Mode ist etwas Wunderbares, eine Möglichkeit für jedermann/-frau, sich selbst auszudrücken, in Form von Haute Couture sogar eine Art Kunst. Eine Möglichkeit für jede und jeden, in Kombinationen und Stilmixen selbst kreativ zu werden und das, was man an sich gerne mag, hervorzuheben. Es ist auch schön und wohl auch normal, dass es Moden gibt, die sich teils auch wiederholen, dass wir Dinge von vor zehn oder zwanzig Jahren heute aber auch vielleicht nicht mehr anziehen möchten. Und dass wir mit zwanzig andere Klamotten anhaben als mit vierzig oder sechzig und vielleicht auch mal ein wenig experimentieren müssen, um unseren Stil zu finden, ist ebenfalls verständlich.

Aber die Mode heute ist so unglaublich schnelllebig geworden. Früher gab es zwei Saisons, Frühling/Sommer und Herbst/Winter. Heute bieten viele Läden beinahe jede Woche eine neue Kollektion an, um möglichst viele Dinge an den Mann oder die Frau zu bringen. Selbst bei Dingen wie Unterwäsche, die man nun wirklich lange und unabhängig von Trends tragen kann, gibt es neue Kollektionen zu jedem Feiertag und jedem (un)möglichen Anlass. Die günstigen Preise bringen oft ohnehin mit sich, dass Teile nach dem fünften Tragen auseinanderfallen, und wer sich schnell etwas Neues kaufen möchte, braucht schließlich Abwechslung. Ich gehe echt relativ selten in Kleidungsgeschäfte und bin dann jedes Mal geschockt darüber, dass alles anders aussieht als beim letzten Mal. Kein Wunder, wenn Modeketten sogar schon Sprüche wie „Dress for the moment“ als Slogan haben…

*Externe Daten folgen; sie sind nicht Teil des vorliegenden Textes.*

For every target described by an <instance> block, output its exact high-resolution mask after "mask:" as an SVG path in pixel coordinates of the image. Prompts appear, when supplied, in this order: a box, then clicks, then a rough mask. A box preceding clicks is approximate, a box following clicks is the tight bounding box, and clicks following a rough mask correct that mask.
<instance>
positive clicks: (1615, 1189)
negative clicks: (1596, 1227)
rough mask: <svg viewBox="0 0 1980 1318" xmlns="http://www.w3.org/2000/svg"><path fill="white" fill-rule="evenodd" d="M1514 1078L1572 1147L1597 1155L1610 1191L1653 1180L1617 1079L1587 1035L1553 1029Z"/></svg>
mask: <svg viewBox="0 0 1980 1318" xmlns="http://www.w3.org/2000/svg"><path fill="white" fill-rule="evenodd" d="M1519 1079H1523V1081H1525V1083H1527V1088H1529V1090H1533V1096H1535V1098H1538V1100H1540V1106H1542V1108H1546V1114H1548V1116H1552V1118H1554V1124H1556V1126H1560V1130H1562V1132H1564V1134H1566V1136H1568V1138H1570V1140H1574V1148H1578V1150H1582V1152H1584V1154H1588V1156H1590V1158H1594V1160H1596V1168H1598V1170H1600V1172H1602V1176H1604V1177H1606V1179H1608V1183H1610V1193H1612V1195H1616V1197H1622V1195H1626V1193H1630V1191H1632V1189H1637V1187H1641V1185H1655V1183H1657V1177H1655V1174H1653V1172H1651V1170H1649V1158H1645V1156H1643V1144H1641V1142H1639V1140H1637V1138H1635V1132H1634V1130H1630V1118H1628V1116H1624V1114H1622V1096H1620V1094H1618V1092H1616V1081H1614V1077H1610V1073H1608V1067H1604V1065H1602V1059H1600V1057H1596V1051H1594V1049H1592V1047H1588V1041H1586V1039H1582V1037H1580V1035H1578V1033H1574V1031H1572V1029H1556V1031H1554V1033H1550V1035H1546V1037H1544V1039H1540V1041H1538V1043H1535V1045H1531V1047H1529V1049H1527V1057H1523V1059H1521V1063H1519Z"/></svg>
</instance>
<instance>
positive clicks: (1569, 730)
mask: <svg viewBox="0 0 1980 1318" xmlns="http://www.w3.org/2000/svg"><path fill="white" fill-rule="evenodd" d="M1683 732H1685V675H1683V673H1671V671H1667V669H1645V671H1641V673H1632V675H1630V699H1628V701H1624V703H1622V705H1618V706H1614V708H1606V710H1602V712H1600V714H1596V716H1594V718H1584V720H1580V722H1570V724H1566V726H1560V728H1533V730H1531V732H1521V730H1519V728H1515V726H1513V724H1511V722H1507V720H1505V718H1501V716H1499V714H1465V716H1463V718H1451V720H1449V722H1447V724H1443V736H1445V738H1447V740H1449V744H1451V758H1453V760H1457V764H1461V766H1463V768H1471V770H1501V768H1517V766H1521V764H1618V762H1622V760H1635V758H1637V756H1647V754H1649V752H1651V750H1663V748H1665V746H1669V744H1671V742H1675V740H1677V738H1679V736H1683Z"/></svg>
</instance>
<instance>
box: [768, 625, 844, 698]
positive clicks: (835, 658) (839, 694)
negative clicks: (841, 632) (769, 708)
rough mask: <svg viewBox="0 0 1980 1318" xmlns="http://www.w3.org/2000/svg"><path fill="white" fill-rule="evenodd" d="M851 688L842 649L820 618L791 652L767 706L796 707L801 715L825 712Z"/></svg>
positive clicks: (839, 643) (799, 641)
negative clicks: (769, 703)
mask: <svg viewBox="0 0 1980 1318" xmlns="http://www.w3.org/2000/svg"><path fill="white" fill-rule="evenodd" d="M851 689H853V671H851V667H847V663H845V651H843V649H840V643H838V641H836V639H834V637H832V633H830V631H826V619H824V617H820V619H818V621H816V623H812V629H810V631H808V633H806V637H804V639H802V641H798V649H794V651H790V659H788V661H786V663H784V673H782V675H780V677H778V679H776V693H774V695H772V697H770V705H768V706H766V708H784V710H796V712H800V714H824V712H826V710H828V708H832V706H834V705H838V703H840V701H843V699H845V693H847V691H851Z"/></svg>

Es ist klasse, den fairen Handel und Öko-Mode zu unterstützen, aber bei solchen Käufen sollten wir uns, genauso wie beim Einkauf in konventionellen Läden, jedes Mal gut überlegen, ob wir das Teil wirklich brauchen. Kann ich das Teil gut kombinieren, finde ich Gelegenheiten, es zu tragen? Habe ich nicht vielleicht doch noch etwas Ähnliches im Schrank? Kann ich etwas Ähnliches vielleicht Second Hand, auf dem Flohmarkt oder im Kleidertausch finden? Gefällt es mir in einem halben Jahr immer noch? Ist es anständig verarbeitet oder fällt es bald schon auseinander? Kenne ich im Zweifelsfall vielleicht jemanden, der oder dem ich es schenken könnte, wenn es mir doch nicht mehr gefällt? Mode darf und soll Spaß machen, aber in erster Linie ist Kleidung eben doch dazu da, ein Bedürfnis zu decken. Primär sollte es darum gehen, was wir brauchen – und das ist eigentlich gar nicht so viel. Und wenn das zehnte Paar Turnschuhe, die fünfte Jeans und das dritte blaue Kleid eben doch nicht in unsere Kleiderschränke wandert, sondern im Laden bleibt, dann ist auch mal der eine oder andere „Sinnloskauf“ nicht mehr so schwerwiegend…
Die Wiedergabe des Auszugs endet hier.